Chapter 238 [Empire] Wheat Seeds
Chapter 238 [Empire] Wheat Seeds
I also left the villa and set off on this road. As my feet stepped onto the road covered with lavender mist and snowflakes, a wonderful feeling came over me.
The ground beneath my feet was damp, and the snowflakes sank slightly under my shoes, making a soft crunching sound. I walked slowly forward, a lavender mist swirling around me.
Everything around me became blurry, with only a faint halo flickering in the mist. I couldn't see the road ahead clearly.
A chilly wind blew, stirring the mist slightly, bringing a touch of coolness. I tightened my collar and couldn't help but retract my hands, which were exposed outside my sleeves.
A feeling of solitude and freedom where I can wander as I please and lose myself in my own thoughts.
We soon arrived at school. Today's class was continuing with plant cultivation. When I walked into the classroom and saw the wheat plants lying in the technologically advanced nutrient soil, I couldn't help but feel mixed emotions and a sense of disgust.
I still vividly remember the doubts I felt when I planted the wheat yesterday. I wonder if the wheat has changed at all after a night of planting. The atmosphere in the classroom seems a little different from usual. The students are all gathered around their plants, discussing quietly.
However, not a single one sprouted. Looking at the seeds that were motionless, I didn't know what to feel.
Is this a blessing in disguise? I couldn't help but wonder. At least nothing weird has grown out of it.
However, this is only temporary comfort. We still face the task of cultivating plants and finding a way to get seeds to germinate. At least for now.
The teacher was also very casual, giving us a bunch of information to study on our own.

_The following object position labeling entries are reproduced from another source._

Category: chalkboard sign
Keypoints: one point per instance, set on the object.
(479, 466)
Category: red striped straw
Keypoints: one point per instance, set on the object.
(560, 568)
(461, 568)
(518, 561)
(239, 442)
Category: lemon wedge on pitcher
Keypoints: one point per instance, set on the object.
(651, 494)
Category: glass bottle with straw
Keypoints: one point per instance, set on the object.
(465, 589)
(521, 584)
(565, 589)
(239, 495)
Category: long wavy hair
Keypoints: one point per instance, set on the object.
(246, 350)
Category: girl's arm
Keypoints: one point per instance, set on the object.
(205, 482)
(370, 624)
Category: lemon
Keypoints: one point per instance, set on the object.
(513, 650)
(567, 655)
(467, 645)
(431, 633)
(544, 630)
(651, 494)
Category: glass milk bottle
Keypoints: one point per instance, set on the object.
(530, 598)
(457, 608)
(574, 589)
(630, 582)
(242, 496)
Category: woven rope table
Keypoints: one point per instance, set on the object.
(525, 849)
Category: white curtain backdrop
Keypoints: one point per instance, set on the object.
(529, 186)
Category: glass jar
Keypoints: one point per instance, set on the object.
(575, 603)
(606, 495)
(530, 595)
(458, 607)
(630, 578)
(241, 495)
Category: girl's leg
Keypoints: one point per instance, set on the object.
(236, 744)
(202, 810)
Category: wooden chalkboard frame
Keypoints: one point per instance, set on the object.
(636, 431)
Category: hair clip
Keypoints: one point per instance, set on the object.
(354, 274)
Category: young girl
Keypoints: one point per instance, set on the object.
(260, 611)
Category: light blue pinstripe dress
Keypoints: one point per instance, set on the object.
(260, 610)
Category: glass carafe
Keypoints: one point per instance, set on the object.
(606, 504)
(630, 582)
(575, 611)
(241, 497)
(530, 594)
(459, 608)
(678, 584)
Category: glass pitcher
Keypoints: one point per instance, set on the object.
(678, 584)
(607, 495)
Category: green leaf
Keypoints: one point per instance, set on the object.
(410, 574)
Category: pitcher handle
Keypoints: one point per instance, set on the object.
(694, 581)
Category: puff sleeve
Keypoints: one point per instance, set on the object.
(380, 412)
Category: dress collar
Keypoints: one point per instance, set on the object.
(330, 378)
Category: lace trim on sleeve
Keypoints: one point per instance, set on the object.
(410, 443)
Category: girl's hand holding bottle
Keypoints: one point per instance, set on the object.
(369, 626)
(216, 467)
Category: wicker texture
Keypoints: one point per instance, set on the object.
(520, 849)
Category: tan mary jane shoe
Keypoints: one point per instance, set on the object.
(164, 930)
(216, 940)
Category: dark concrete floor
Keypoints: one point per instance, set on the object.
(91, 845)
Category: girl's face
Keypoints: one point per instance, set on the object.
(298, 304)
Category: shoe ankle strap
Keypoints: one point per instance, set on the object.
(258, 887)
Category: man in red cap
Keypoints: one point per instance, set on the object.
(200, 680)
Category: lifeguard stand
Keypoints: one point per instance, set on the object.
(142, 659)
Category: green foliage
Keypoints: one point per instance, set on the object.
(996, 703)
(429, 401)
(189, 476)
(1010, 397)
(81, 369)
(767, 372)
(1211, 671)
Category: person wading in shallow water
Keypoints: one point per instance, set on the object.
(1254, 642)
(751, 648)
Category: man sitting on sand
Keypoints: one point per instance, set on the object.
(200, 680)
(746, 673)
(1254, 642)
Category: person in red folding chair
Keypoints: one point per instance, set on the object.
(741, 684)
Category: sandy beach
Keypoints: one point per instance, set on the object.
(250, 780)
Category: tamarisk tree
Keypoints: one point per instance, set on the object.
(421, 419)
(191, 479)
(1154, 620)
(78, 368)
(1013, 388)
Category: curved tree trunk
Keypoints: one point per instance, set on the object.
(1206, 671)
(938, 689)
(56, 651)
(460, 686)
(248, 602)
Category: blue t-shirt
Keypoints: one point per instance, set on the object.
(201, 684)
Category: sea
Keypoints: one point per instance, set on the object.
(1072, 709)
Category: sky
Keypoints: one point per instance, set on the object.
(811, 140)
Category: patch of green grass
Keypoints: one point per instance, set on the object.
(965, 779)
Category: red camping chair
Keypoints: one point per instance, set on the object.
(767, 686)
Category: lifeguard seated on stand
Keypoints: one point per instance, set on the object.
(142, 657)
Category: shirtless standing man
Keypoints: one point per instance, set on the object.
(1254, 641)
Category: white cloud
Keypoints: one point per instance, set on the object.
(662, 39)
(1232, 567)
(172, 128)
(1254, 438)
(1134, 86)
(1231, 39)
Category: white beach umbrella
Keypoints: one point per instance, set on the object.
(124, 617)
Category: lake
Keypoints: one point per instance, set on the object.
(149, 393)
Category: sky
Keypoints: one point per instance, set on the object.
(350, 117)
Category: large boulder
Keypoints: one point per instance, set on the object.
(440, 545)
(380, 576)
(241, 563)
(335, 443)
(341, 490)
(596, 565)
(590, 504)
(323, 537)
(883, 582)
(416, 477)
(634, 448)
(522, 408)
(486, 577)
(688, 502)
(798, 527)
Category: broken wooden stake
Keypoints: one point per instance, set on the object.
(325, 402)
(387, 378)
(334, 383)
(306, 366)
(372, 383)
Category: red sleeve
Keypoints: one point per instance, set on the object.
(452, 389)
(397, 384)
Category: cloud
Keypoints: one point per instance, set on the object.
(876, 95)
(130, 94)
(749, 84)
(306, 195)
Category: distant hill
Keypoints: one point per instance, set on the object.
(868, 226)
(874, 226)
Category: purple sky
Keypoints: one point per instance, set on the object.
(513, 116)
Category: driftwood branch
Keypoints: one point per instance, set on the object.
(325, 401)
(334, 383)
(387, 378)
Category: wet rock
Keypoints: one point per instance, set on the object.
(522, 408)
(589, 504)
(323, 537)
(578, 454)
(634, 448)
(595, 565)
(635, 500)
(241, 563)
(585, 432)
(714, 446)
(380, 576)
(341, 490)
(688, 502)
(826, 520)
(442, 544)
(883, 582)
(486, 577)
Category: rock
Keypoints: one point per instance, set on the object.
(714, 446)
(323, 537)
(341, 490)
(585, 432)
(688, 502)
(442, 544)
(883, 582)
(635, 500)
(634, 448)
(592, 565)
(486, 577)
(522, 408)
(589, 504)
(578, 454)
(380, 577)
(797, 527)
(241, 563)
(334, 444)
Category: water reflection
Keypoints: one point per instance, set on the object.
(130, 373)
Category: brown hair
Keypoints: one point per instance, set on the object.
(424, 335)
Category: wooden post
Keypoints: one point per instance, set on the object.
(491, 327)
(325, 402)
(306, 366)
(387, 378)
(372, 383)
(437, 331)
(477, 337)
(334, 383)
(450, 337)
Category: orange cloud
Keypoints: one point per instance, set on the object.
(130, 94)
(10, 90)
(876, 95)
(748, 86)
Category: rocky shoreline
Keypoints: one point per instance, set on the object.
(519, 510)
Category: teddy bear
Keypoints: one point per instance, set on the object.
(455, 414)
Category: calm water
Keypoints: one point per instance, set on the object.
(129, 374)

Looking at the information package on the computer, I felt a deep sense of malice.
When I opened the information package, I was overwhelmed by all sorts of complex terms and diagrams. The professional knowledge was so overwhelming that I didn't know where to start.
In this interstellar age, the pressure of studying seems to have become greater.
Faced with that daunting pile of information and seeds that showed no signs of germination, I suddenly felt that I didn't particularly want to grow wheat.
However, other students are not like this. Perhaps it is the stubbornness of poor students, or perhaps wheat is really too precious.
Looking at the focused and determined expressions of my classmates around me, I couldn't help but feel a surge of mixed emotions. Successfully cultivating wheat might mean better living conditions and future opportunities for them. They were unwilling to give up easily.
But I feel that on the agricultural planet, growing crops does not require as much thought and effort as here.
And these fancy technologies and planting techniques seem like a joke.
My classmates were still studying hard, but I was just staring blankly at the liquid soil.
The liquid soil in my hand slowly flowed as I stirred it, but I didn't think I should trust it.
I closed my eyes and quietly felt the seeds, trying to establish a connection with these ungerminated seeds.
I imagined them sleeping in the dark soil, and seemed to hear their faint breathing.
Yet, it seemed like nothing was happening. A sense of loss welled up in my heart. I had hoped to gain some enlightenment from this "communication" with the seed, or at least sense some sign of life, but the reality was so dull. I couldn't quite understand my actions.
I opened my eyes, looked at the still motionless seeds and liquid nutrient soil, and sighed helplessly. Perhaps I was too naive, always having some strange fantasies.